We begin our series with two radically different approaches to Hamlet. This version is based on pre-Shakespearean Danish and German sources, and depicts the Prince of Denmark as a girl forcibly raised as a boy in order to succeed to the throne. Nielsen’s performance in the title role is a marvel of expressiveness and restraint as she alternates between adolescent dreaminess and the very real pain of a woman obliged to disguise herself. Behind the pale mask of her androgynous face flash darkening eyes; she is bent on avenging not only her father’s murder, but also her mother’s gender-meddling.—Lucy Laird

• Written by Edwin Gepard. Photographed by Kurt Courant, Axel Graattkjer. With Asta Nielsen, Eduard von Winterstein, Mathilde Brandt, Paul Conradi. (110 mins, Silent with German intertitles and English subtitles, Color, 35mm, From Deutsches Filminstitut-DIF)

8:40 Hamlet Goes Business
Aki Kaurismäki (Finland, 1987)

(Hamlet liikemaailmassa). “For every man hath business and desire . . . .” (Hamlet, Act I, Scene V). Hamlet as a cynical film noir set in the business world makes sense for our own out-of-joint time. Kaurismäki’s rendition is a resolutely deadpan spoof; visually, a cross between George Kuchar and David Lynch—shot in black-and-white from every conceivable angle, and some we hadn’t conceived of. Hamlet (comic Pirkka-Pekka Petelius), scion of a business concern, is a pouty, vaguely porcine young man, distracted by his malfunctioning appetites and dismayed by the angst of life on this barren reef. He seems oblivious to the power he inherits upon the murder of his tycoon father, but a robotic Ophelia (the delightfully depressed Kati Outinen) is but one of the victims of the treacherous greed that permeates the film. (“Better Hamlet’s fortune should go to you than to some secretary,” Polonius counsels her.) But . . . our fingers on our lips, for we have already told too much.—Judy Bloch

• Written by Kaurismäki. Photographed by Timo Salminen. With Pirkka-Pekka Petelius, Kati Outinen, Elina Salo, Esko Salminen. (86 mins, In Finnish with English subtitles, B&W, 35mm, From Finnish Film Foundation, permission Villealfa Filmproduction Oy)

Saturday, September 4
Swoon: Great Leading Men in Gorgeous 35mm Prints
6:30 Out of the Past
Jacques Tourneur (U.S., 1947)
Restored Print!

In his first starring role, Robert Mitchum is already “Robert Mitchum”: world-weary, laconic, and life-worn, effortlessly masculine yet appealingly wounded, with a boxer’s build and a poet’s (or a drunk’s) sad eyes. Out of the Past is one of the most exquisite and intriguing of noirs, expertly crafted into a complex narrative in which past, present, and future are linked as in a Möbius strip. Mitchum, hiding out behind a small-town identity, is forced to relive his onetime and future career as a private eye when an unresolved case opens up again like a chasm. The film provided the signature Mitchum role: terse and smitten at the same time. Is it love, sex, or a sucker’s game? Jane Greer may be the quintessential femme fatale, but then again, she may not. Her presence (and past), out of the shadows into light and then back again, echoes an obsession with the unknown, the refusal of any kind of sanctuary, that is central to director Jacques Tourneur’s worldview. Preserved from nitrate negative.
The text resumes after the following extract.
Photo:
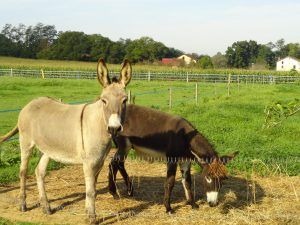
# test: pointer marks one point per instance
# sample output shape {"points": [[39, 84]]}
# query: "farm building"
{"points": [[287, 64], [187, 59], [171, 61]]}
• Written by Geoffrey Homes (pseud. of Daniel Mainwaring) from his novel Build My Gallows High. Photographed by Nicholas Musuraca. With Robert Mitchum, Jane Greer, Kirk Douglas, Rhonda Fleming. (97 mins, B&W, 35mm, Courtesy Library of Congress, permission Warner Bros.)

8:30 From Here to Eternity
Fred Zinnemann (U.S., 1953)
New Restored Print!

You can take your pick of leading men in this classic eve-of-war film, set in a roiling Oahu army barracks in the days before the Pearl Harbor attack: Montgomery Clift, Burt Lancaster, even Frank Sinatra. While Lancaster could draw most of the votes, thanks to his notorious love scene on the beach with Deborah Kerr it’s Clift who truly heats up the Hawaiian landscape as a moody, hot-headed former boxer who now refuses to step in the ring, with predictably unwelcome results. Lancaster is the well-ironed sergeant who has problems of his own, mainly in the form of his supervisor’s neglected wife (Kerr). Winner of eight Oscars, including Best Picture, Director, Screenplay, and Supporting Actor (Sinatra), From Here to Eternity embodies the magnetic appeal of both Lancaster and Clift: one the old-school, muscular professional of the past, and the other the sensitive, introspective antihero of a new generation.—Jason Sanders

• Written by Daniel Taradash, from the novel by James Jones. Photographed by Burnett Guffey. With Montgomery Clift, Burt Lancaster, Deborah Kerr, Frank Sinatra. (118 mins, B&W, 35mm, From Sony Pictures)

Sunday, September 5
Shakespeare on Screen
4:00 Romeo and Juliet
Franco Zeffirelli (UK/Italy, 1968)
Vault Print

On its 1968 release, Franco Zeffirelli’s Romeo and Juliet earned notoriety for casting actual teenagers as the title characters in Shakespeare’s iconic love story. It was the perfect choice for the sixties youth-in-revolt era, an invigorating embrace of the moment’s generation-gap conflicts that won two Oscars and remains for many the definitive cinematic adaptation of the great romance. Olivia Hussey (only 15 at the time), wide-eyed and voluptuous, and Leonard Whiting (16), a lean golden boy with boundless energy, bring to life the star-crossed lovers with a spirited openness and fiery innocence that older, more polished actors would fail to capture—both framed and lit as if Roman gods by a seemingly liberated Zeffirelli. Elaborate Cinecittà sets; stellar supporting acting from stage veterans John McEnery (Mercutio), Pat Heywood (The Nurse), and Michael York (Tybalt); and Nino Rota’s iconic score round out a film that’s true to both Shakespeare and late-sixties pop culture.—Jonathan L. Knapp

• Written by Franco Brusati, Masolino D’Amico, Zeffirelli, based on the play by William Shakespeare. Photographed by Pasqualino DeSantis. With Leonard Whiting, Olivia Hussey, John McEnery, Milo O’Shea. (138 mins, Color, 35mm, From Paramount Pictures Archive, permission Swank Motion Pictures)

Preceded by
Next (Barry Purves, U.K., 1989). In this delightful puppet animation, Shakespeare enacts all his plays without a word being said. (5 mins, Color, Digital Video, From Aardman Animations).
(Total running time: 143 mins)

Swoon: Great Leading Men in Gorgeous 35mm Prints
6:45 Picnic
Joshua Logan (U.S., 1956)
New Restored Print!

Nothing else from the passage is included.